Parmi les témoins qui déposent en sa faveur, trois membres de la gendarmerie dont deux colonels et un général. Ils attestent que l’accusé est un homme loyal, un officier strict et intelligent et qu’il a toujours eu des sentiments patriotiques. Un officier de réserve et quelques civils témoignent également à décharge.
M. L…, procureur de la République à Millau qui occupe le siège du ministère public prononce le réquisitoire et requiert au minimum la peine des travaux forcés à perpétuité. Le lendemain matin, samedi 27 janvier, Maître H…, du barreau de Montpellier, et maître B…, du barreau de Rodez, assurent la défense de l’accusé. Après en avoir délibéré, la cour condamne l’ex-capitaine commandant la section de Millau à 20 ans de travaux forcés et à 1 an d’interdiction de séjour. Dans les jours qui suivent le verdict, le Comité local de Libération s’insurge contre une condamnation qu’il estime trop clémente.

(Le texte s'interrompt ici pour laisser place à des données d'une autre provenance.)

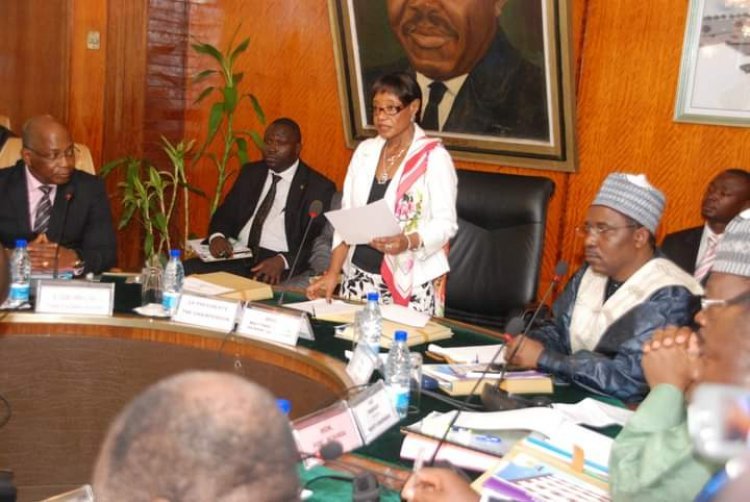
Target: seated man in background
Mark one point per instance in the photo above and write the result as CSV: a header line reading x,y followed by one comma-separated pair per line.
x,y
36,193
652,458
268,208
615,302
199,436
694,249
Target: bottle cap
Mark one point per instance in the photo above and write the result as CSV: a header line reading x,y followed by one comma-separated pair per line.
x,y
285,406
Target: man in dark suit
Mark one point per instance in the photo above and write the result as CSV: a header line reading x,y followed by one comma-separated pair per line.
x,y
36,193
268,208
474,81
693,249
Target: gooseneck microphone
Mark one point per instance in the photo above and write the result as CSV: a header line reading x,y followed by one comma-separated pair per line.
x,y
514,327
495,398
68,197
315,209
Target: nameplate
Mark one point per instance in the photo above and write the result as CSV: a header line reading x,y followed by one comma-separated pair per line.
x,y
206,312
361,365
274,324
334,423
74,297
373,411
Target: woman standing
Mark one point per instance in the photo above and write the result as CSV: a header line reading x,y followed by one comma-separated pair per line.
x,y
415,175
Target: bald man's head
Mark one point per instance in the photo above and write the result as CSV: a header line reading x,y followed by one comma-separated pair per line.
x,y
199,436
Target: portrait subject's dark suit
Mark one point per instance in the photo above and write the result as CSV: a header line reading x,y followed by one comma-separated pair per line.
x,y
88,229
504,95
682,247
241,201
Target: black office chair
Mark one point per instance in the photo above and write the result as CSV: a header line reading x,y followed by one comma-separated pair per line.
x,y
496,255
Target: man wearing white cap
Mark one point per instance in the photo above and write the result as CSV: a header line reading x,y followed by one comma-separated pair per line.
x,y
653,457
613,304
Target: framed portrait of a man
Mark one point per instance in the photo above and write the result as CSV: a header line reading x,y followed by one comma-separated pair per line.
x,y
495,75
714,86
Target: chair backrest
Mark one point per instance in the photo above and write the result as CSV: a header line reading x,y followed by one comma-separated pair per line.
x,y
11,153
496,255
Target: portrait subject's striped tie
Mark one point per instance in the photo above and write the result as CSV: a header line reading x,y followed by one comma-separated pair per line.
x,y
43,211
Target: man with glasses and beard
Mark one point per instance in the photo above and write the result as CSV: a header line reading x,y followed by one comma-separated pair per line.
x,y
653,457
36,193
616,301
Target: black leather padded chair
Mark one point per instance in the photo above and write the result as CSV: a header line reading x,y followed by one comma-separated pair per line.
x,y
496,255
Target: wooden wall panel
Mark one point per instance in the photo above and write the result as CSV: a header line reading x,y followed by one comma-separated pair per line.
x,y
34,59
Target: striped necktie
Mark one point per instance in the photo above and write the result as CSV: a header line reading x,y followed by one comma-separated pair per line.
x,y
43,211
702,270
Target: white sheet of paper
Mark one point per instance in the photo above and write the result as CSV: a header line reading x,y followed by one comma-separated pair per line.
x,y
194,285
359,225
594,413
482,354
404,315
321,308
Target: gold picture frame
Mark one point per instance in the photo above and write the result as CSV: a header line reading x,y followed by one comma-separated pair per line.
x,y
536,34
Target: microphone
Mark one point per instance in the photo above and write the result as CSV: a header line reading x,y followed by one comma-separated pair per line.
x,y
492,396
315,208
329,451
515,325
68,197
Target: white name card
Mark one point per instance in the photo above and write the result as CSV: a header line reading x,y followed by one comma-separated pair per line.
x,y
211,313
275,324
75,297
334,423
374,412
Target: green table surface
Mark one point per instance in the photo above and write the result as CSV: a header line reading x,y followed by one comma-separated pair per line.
x,y
387,447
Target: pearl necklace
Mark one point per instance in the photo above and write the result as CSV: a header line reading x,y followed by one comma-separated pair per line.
x,y
390,161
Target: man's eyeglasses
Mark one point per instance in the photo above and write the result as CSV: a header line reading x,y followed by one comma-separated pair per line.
x,y
68,153
600,229
389,110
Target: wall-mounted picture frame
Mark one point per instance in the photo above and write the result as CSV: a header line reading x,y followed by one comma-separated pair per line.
x,y
714,84
506,65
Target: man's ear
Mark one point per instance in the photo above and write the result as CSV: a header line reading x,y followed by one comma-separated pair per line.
x,y
641,236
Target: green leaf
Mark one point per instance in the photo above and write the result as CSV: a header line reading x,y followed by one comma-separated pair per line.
x,y
205,92
214,119
230,98
203,75
209,50
241,150
258,110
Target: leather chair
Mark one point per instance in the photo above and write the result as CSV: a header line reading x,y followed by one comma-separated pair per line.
x,y
496,255
11,153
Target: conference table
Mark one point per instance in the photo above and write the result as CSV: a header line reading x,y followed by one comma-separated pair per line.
x,y
66,377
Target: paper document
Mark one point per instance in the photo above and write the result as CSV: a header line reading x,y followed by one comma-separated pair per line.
x,y
239,251
360,225
468,355
320,308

- Cour de Justice du Pas-de-Calais
Le lundi 16 avril 1945, la Cour de Justice de Béthune juge le lieutenant Roger F…, ancien commandant de la section de Lens (Compagnie d’Arras, légion des Flandres) poursuivi pour trahison avec l’ennemi. Au moment de son arrestation, à la mi-septembre 1944, le lieutenant F… sert à la légion de Champagne. Dans l’attente du résultat des investigations effectuées sur son compte, le commandement l’affecte, à la suite, sans emploi, à la 6e légion. Au début de l’automne, les nécessités de l’information ouverte contre lui entraînent son transfert à Béthune où siège une des sections de la Cour de Justice du Pas-de-Calais.
L’inculpation de l’officier se fonde sur des faits commis entre les mois de septembre 1941 et de juillet 1942 lorsqu’il commandait la section de Lens. Ils s’articulent autour de quatre points : relations étroites avec la Gestapo d’Arras, établissement de rapports d’initiative sur l’action des « terroristes », actes de violence exercés sur des résistants, dénonciations et arrestations de 210 patriotes. L’instruction de son dossier aboutit à son renvoi devant la Cour de Justice.

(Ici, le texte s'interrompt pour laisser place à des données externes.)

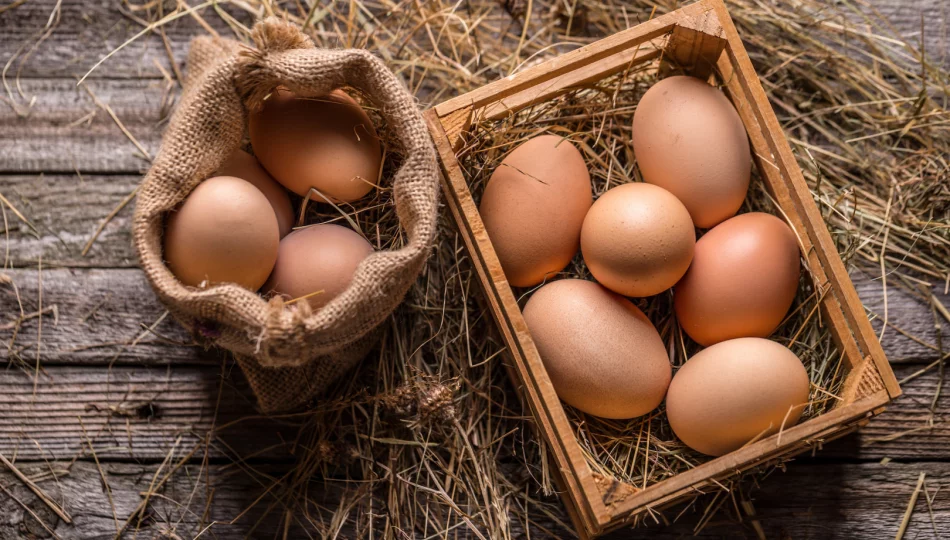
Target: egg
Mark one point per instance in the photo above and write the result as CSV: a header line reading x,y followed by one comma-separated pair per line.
x,y
689,140
326,142
742,280
601,352
224,232
736,391
637,239
242,165
533,208
317,263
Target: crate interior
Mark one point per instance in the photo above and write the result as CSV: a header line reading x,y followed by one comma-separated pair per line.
x,y
597,118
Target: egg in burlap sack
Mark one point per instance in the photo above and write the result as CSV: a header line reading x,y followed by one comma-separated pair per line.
x,y
289,353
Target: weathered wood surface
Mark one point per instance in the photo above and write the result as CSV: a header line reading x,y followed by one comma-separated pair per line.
x,y
823,501
64,163
97,307
139,412
67,131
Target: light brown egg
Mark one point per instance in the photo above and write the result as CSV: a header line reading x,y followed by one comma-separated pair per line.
x,y
533,208
242,165
736,391
603,355
317,263
224,232
689,140
637,239
742,280
327,142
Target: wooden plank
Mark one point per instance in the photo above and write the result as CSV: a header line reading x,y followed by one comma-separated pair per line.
x,y
67,131
141,411
133,413
827,501
99,313
66,211
89,30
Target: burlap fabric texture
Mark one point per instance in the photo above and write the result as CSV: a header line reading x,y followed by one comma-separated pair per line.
x,y
289,353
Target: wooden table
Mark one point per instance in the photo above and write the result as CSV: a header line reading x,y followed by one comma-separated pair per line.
x,y
102,407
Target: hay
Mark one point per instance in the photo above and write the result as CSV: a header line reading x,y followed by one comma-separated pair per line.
x,y
866,113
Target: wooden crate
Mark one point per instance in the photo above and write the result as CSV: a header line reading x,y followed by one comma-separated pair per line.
x,y
701,39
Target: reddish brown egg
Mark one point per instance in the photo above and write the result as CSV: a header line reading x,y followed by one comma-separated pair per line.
x,y
326,142
317,263
689,140
637,239
533,208
242,165
603,355
735,392
224,232
742,280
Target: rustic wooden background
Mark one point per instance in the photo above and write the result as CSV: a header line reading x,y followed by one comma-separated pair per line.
x,y
99,406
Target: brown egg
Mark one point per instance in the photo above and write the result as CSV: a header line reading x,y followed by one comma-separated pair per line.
x,y
637,239
736,391
317,263
327,142
242,165
224,232
603,355
689,140
533,208
742,281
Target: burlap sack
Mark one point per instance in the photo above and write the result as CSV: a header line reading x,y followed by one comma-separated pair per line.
x,y
288,353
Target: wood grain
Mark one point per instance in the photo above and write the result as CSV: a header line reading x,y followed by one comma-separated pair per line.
x,y
99,313
88,30
66,131
133,413
822,501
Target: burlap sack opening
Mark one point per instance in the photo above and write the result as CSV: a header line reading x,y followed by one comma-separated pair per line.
x,y
289,353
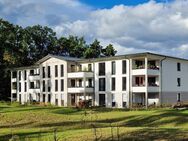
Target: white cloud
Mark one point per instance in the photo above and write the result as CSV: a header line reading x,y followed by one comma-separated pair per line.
x,y
156,27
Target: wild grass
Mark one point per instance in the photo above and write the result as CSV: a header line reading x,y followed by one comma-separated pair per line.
x,y
36,123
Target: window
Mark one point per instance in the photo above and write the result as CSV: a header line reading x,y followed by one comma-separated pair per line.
x,y
43,85
124,67
56,71
80,68
179,82
14,95
73,68
73,83
102,84
89,67
25,75
49,72
101,69
43,72
113,67
19,87
25,88
62,85
62,70
80,82
49,98
90,82
178,67
19,75
14,85
43,98
113,84
31,72
179,97
124,85
37,84
56,85
113,100
14,74
49,86
31,85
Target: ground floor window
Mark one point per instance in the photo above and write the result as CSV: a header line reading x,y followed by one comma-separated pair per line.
x,y
43,98
113,100
102,100
49,98
14,95
179,97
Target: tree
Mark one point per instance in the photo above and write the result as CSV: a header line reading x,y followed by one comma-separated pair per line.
x,y
24,46
94,50
41,41
72,46
109,50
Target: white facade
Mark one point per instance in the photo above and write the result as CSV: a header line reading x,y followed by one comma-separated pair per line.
x,y
120,81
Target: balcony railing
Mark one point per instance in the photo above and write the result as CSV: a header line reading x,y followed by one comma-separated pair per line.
x,y
152,67
153,85
37,74
139,67
139,85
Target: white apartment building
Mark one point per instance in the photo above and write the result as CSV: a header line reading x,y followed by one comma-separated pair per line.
x,y
119,81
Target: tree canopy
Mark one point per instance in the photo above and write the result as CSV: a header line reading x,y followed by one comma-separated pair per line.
x,y
24,46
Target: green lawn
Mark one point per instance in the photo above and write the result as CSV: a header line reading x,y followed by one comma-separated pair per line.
x,y
68,124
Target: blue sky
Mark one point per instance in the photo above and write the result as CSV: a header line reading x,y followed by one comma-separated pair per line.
x,y
111,3
130,25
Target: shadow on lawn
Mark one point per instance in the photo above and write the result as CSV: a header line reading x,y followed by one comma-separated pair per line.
x,y
24,136
166,118
150,134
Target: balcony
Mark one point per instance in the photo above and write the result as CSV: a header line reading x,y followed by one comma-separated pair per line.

Les débats, rondement menés, établissent qu’il a procédé et fait procéder d’initiative à la recherche et à l’arrestation de membres de la Résistance. Ses chefs et les autorités administratives l’ont d’ailleurs distingué pour son activité. Par décision ministérielle du 10 mars 1942, la Délégation générale du Gouvernement français dans les territoires occupés lui décerne un témoignage de satisfaction pour « recherches judiciaires et arrestations en quelques jours de 22 auteurs ou complices d’attentats terroristes ayant provoqué la plus vive émotion dans la région ».
Dans son rapport mensuel du 3 mai 1942, le préfet du Pas-de-Calais souligne la recrudescence, dans son département, de l’action « terroriste » et communiste. Corrélativement, il insiste sur l’efficacité de la répression menée par les services de police et de gendarmerie. L’action de ces derniers a eu pour résultat le démantèlement, dans une très large mesure, des organisations subversives. Pour l’autorité administrative, le principal artisan de ce bilan est le lieutenant F… Le tableau éloquent des opérations réussies par l’officier le démontre :
« Arrestation de 12 terroristes particulièrement dangereux auteurs de nombreux sabotages, cambriolages de mairies et attentats à main armée contre des personnes (gendarmes, agents de police, chefs porions des mines, ingénieurs des mines) et contre des membres de l’armée allemande ou des immeubles occupés par des services allemands.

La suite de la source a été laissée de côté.